When you configure the Rule Modification field in a workflow step, the Field display name and Tooltip text are the same for every step that the field is added to. All other settings apply only to the current step.

General

  • Read-only: The handler of this step can view the contents but not edit values of the field.

  • Designer tool: Lets the handler of the step use the Designer tool, which gives you recommendations how to change the rule base, provision the changes to the devices, or commit the rule updates. In the properties of the step, you can set the Designer to run as an auto step for supported devices and services. For the Rule Modification field, Designer recommends the specific rules which the requester asked to be updated.

    • In Step 1 of the workflow, the Designer tool can only be used to display the requested rule changes to the assigned handler. In subsequent steps, you can choose which designer capabilities to enable.

    • Allow all: Allow all Designer capabilities supported by this workflow.

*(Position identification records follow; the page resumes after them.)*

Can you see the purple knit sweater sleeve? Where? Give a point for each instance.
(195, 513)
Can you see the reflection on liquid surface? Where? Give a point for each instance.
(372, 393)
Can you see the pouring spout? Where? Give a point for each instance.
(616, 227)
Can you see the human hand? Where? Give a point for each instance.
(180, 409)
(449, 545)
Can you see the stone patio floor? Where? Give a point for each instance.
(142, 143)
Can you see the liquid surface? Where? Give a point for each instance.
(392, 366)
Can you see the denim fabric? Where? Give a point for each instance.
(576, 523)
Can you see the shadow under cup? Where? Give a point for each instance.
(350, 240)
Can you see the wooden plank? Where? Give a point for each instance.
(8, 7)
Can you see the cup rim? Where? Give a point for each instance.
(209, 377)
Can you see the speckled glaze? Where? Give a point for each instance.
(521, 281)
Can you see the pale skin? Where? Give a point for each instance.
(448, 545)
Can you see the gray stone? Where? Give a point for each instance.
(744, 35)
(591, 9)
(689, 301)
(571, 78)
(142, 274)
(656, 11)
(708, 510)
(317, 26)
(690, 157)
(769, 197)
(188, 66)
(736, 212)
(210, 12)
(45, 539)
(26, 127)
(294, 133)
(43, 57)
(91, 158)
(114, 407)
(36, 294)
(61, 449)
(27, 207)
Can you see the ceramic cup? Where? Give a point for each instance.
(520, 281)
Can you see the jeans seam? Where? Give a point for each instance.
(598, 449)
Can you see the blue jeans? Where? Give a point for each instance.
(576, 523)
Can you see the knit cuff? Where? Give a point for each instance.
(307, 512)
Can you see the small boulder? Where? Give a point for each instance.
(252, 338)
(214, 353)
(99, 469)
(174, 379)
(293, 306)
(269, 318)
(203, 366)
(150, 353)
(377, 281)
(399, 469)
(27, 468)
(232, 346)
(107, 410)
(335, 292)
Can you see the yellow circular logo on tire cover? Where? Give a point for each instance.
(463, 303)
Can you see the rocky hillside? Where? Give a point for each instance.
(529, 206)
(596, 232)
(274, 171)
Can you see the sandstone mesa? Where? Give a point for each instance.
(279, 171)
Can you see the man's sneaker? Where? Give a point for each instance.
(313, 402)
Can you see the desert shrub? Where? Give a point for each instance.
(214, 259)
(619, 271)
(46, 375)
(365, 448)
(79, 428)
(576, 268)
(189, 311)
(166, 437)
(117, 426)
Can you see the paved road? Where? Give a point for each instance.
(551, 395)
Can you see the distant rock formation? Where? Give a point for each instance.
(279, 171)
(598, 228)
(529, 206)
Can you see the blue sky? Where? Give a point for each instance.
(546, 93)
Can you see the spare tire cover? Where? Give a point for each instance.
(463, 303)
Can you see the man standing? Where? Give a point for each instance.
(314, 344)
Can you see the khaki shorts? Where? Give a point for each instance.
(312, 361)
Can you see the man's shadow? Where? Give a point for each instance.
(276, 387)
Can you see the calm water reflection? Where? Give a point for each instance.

    • Allow design only: View the Designer recommendations for rule updates..

    • Allow update only: Provision the Designer recommendations by saving the policy updates to devices. (For devices where Provisioning is supported)

    • Allow commit only: Commit the rule updates from the management device onto associated child firewall devices. (For management devices where Committing Changes is supported)

    • Allow design and update only: Run both design and update processes on the step.

    • Allow update and commit only: Run both update and commit processes on the step.

What Can I Do Here?

Adding the Rule Modification field

The Rule Modification workflow includes approval steps, auto-steps, related REST APIs, and is fully auditable. This procedure refers to the first step.

  1. Click Workflows and either:

    • Click New Workflow, and in the Workflow Properties window enter the name and workflow type you require (Rule modification).

    • Click an existing workflow (which contains the workflow type you require) and edit it.

  2. Click the first step in the workflow.

  3. Click Fields to see the fields for the selected step.

  4. Click Add field.

  5. In the field type, select Rule modification.

  6. Enter a Field display name and Tooltip text (optional) that will be shown in the request. These are the same for all steps that use the Rule Modification field.

  7. Select the options for the field:

    • Mandatory The handler must enter the device or service information. This is the same for all steps that use the Rule Modification field.

    • Multiple: The handler can enter multiple devices or services for this field. This is the same for all steps that use the Rule Modification field.

    • Designer tool: The handler can view the requested changes. In Step 1 of the workflow, the handler can only view the requested changes. In subsequent steps, in which you enable the Designer tool, you can define the Designer options for the handler.

  8. Click OK.

If necessary, add the field to other steps in the workflow, and Save the workflow.